Le Temps du châtiment

Deuxième long métrage pour Frankenheimer, et première collaboration avec Burt Lancaster, qu’il retrouvera à plusieurs reprises (toutes marquantes) tout au long de cette glorieuse décennies 1960. Dès Le Temps du châtiment, la vision sombre du cinéaste est flagrante, cette manière si personnelle d’appréhender frontalement les problèmes sociaux les plus complexes et les plus brûlants, par le prisme du film de genre.

Le film commence en quelque sorte là où se termine West Side Story, dans un quartier de New York en plein chantier de rénovation, où se déchirent blousons noirs et Porto-Ricains. Que le film de Robert Wise soit sorti cette même année 1961 ne peut pas être un hasard, tant la première séquence du film de Frankenheimer semble familière, dans l’esprit si ce n’est dans le ton.

Cette première séquence, servant de générique, est particulièrement forte : Frankenheimer y filme la marche décidée, au pas cadencé que rien ne semble pouvoir arrêter, de trois gamins aux blousons de cuir.
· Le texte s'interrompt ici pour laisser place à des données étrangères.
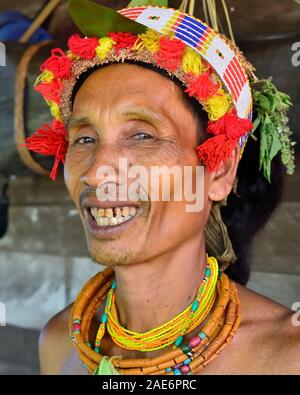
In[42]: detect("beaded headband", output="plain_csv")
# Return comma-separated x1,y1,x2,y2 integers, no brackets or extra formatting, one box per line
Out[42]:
26,0,296,179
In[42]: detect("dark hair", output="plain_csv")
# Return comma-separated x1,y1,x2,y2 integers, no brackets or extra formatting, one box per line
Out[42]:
72,61,283,285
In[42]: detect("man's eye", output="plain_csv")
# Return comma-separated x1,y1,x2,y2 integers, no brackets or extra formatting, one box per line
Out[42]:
132,132,153,140
74,136,95,144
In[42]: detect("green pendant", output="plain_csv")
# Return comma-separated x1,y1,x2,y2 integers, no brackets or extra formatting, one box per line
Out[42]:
93,357,120,376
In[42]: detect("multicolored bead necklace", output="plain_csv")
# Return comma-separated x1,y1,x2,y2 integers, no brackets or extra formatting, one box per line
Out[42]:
70,257,241,375
95,258,218,352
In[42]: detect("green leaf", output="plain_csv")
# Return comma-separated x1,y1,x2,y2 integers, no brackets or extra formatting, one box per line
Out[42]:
69,0,147,37
250,117,260,134
259,127,268,169
269,133,282,160
127,0,168,7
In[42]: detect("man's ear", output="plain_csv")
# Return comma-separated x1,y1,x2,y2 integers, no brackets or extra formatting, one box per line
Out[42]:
208,144,240,201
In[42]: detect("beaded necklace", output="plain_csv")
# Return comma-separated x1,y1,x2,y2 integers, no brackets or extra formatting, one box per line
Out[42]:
70,257,241,375
95,258,218,352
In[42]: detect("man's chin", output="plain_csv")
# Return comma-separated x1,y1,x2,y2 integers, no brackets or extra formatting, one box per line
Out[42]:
89,247,142,267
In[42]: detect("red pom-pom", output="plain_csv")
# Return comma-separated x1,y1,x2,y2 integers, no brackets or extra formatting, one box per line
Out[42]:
154,37,185,71
207,109,253,141
40,48,71,79
34,78,62,104
25,120,68,180
108,32,138,52
68,34,99,60
185,71,220,101
197,134,237,172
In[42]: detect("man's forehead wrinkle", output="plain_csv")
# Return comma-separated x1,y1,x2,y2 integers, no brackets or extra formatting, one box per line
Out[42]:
67,115,91,129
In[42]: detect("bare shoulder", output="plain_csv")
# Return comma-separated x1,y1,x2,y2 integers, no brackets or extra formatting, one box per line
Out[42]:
39,305,73,375
236,284,300,374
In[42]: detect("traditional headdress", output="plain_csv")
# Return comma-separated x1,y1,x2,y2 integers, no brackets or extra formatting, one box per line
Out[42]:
26,0,294,181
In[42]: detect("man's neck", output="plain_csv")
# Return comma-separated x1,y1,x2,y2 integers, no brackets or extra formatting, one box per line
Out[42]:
114,235,206,333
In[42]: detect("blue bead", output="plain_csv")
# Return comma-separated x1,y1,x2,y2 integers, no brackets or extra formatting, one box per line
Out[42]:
198,331,206,340
173,369,181,375
183,358,192,365
174,336,183,347
101,313,108,324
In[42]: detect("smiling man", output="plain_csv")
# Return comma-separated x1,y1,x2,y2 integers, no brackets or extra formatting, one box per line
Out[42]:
27,1,300,375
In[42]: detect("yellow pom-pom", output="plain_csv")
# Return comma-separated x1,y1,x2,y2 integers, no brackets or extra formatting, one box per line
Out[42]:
182,47,208,75
204,89,231,121
137,29,161,53
46,100,62,121
34,70,54,86
96,37,114,60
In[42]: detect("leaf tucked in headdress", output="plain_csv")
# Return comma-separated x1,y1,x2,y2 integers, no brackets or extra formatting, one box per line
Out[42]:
69,0,146,38
251,79,295,182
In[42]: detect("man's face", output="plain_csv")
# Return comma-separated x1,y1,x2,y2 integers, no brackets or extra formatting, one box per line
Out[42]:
65,64,210,266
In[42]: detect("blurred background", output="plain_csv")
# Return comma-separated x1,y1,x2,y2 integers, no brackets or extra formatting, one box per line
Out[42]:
0,0,300,374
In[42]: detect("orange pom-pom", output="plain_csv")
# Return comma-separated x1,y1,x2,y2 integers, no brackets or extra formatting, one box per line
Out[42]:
197,134,237,172
25,120,68,180
185,71,220,101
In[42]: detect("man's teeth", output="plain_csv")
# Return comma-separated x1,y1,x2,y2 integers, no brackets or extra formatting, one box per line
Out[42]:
91,207,137,226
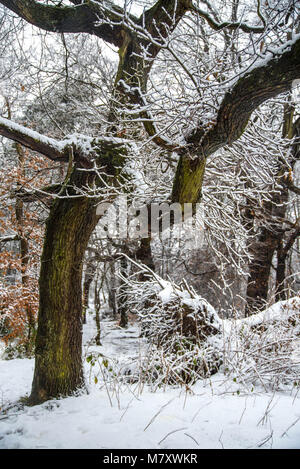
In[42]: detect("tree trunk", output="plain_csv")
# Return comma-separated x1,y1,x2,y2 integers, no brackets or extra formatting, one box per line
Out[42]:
29,171,97,405
245,227,278,316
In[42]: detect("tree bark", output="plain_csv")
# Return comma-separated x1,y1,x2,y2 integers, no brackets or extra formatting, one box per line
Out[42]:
29,170,97,405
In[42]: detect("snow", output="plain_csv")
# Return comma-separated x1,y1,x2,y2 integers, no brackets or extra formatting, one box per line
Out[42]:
0,314,300,450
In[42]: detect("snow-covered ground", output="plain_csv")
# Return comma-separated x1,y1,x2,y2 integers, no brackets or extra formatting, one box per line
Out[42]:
0,316,300,450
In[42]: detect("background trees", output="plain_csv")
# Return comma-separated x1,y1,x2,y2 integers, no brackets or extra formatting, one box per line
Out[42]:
0,0,300,403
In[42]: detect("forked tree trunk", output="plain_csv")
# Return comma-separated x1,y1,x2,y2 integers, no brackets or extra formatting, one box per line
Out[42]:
29,173,97,405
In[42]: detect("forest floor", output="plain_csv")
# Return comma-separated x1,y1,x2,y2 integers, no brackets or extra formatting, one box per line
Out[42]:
0,314,300,450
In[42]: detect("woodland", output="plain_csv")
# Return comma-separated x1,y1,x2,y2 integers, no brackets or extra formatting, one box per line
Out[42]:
0,0,300,444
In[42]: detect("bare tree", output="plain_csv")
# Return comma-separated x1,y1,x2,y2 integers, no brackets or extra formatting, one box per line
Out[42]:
0,0,300,404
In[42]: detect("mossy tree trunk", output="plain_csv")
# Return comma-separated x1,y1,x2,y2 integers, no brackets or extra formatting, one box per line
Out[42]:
29,171,97,404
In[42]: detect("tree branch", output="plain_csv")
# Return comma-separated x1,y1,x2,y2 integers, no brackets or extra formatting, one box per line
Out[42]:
0,117,68,161
0,0,137,47
172,35,300,203
191,1,265,34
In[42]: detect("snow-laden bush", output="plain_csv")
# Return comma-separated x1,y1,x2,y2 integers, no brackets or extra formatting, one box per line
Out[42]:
118,262,300,389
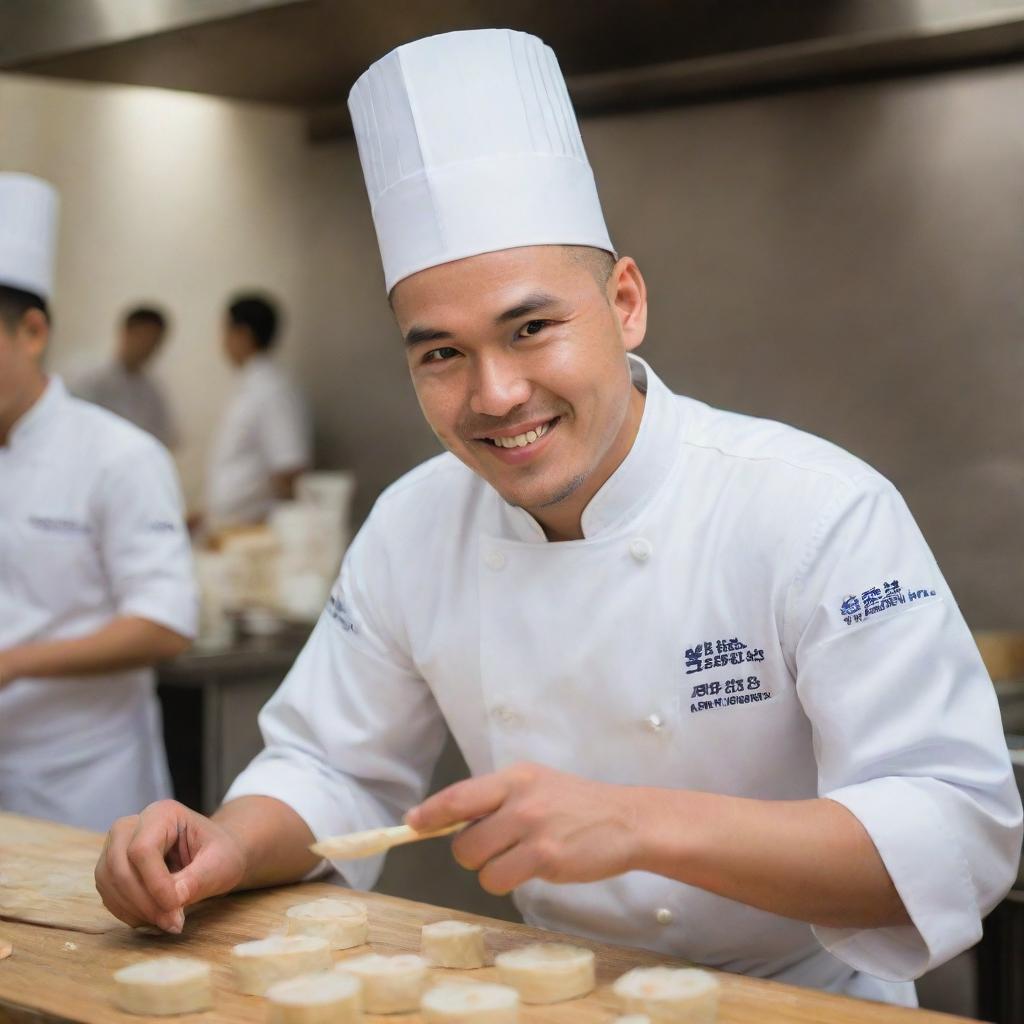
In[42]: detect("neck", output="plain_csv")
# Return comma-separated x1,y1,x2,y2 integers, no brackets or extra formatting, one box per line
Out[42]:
0,374,47,445
532,387,644,541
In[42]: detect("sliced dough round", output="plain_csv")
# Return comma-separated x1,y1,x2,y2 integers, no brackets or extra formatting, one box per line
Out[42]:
285,898,370,949
114,956,213,1017
495,942,594,1002
266,971,362,1024
231,935,331,995
420,981,519,1024
420,921,487,970
611,967,721,1024
335,953,430,1014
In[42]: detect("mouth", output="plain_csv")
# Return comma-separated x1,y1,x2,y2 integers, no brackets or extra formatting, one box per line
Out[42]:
478,416,561,449
476,416,562,465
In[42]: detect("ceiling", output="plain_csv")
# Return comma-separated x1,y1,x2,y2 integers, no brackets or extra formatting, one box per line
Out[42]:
0,0,1024,138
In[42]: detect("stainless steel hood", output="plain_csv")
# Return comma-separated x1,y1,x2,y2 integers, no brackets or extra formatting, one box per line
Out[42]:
0,0,1024,138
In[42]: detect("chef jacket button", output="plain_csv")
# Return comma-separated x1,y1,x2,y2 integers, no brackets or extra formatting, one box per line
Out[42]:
630,537,653,562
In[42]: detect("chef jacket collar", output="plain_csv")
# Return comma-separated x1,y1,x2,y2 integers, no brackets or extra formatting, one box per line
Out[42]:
502,355,679,543
7,375,68,451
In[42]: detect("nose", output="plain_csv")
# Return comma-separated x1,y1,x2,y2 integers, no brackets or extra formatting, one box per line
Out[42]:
469,353,530,417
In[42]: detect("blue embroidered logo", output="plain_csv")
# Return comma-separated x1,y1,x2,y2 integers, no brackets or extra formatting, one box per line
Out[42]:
29,515,92,534
839,580,935,626
327,591,359,633
686,637,771,715
686,637,765,676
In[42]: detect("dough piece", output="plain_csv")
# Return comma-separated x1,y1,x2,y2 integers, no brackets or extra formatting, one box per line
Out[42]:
420,981,519,1024
495,942,594,1002
335,953,430,1014
231,935,331,995
611,967,721,1024
420,921,487,970
266,971,362,1024
285,897,370,949
114,956,213,1017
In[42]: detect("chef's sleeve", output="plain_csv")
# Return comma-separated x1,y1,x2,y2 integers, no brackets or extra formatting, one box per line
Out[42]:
257,382,312,473
224,507,445,889
95,434,199,638
785,477,1021,981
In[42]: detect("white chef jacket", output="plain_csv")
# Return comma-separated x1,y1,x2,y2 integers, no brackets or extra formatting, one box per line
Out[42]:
72,359,180,449
225,358,1021,1006
206,355,312,526
0,378,198,829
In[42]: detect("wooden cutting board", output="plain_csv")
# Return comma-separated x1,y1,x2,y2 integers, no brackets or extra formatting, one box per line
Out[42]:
0,814,123,933
0,813,969,1024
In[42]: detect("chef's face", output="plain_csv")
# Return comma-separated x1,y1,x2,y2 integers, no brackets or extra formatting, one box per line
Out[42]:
0,309,49,443
391,246,647,538
121,321,164,370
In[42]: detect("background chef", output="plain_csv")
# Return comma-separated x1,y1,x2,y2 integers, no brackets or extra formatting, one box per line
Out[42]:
97,31,1021,1005
72,306,180,451
203,294,312,530
0,174,197,829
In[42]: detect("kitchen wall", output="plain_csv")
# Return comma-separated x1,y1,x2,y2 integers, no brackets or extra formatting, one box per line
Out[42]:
0,65,1024,627
300,65,1024,628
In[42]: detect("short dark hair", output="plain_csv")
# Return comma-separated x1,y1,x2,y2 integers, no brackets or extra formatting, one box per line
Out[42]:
227,295,278,349
0,285,50,331
123,306,167,331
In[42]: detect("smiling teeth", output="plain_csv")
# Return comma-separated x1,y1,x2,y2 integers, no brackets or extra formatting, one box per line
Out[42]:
490,423,551,447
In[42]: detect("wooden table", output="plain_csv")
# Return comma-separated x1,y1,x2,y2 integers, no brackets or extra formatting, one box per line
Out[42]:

Une musique entêtante, inquiétante, des gros plans et un montage au cordeau… On le sent : la mort est au bout de cette séquence, qui s’achève effectivement avec un jeune homme sur le sol, mort poignardé.

Lancaster ne tarde pas à entrer en scène, assistant du procureur chargé de faire condamner les trois jeunes à la chaise électrique, lors d’un procès qui pourrait bien ouvrir les portes de la politique à son patron. Lancaster, impérial, minéral, formidable dans le rôle de cet homme qui a eu la même jeunesse que ceux qu’il doit faire condamner, mais qui lui s’en est sorti. Ce serait déjà un cas de conscience pour l’ancien loubard. C’est pire : l’un des accusés est le fils de celle qu’il a bien failli épouser des années plus tôt (Shelley Winters, toujours parfaite).

Le film, sans dévoiler la fin, ne plonge pas totalement dans la noirceur absolue, s’autorisant quelques ressors dramatiques qui paraissent un peu factice. Mais à la marge, seulement. Au fond, c’est surtout la complexité des situations qui frappe, la manière dont Frankenheimer évite soigneusement tout angélisme, et tout jugement facile. Il nous plonge au contraire dans le difficile cheminement de son héros, à la recherche de la vérité, mais tiraillé entre deux mauvaises directions, entre la certitude d’être accusé au choix de racisme ou de clientélisme.

Par cette complexité, par ses scènes de rue criantes de vérité (plus que par sa dernière partie durant le procès), Le Temps du Châtiment annonce avec fracas les réussites majeures de Frankenheimer, cinéaste dont la redécouverte est décidément pleine de belles et puissantes surprises.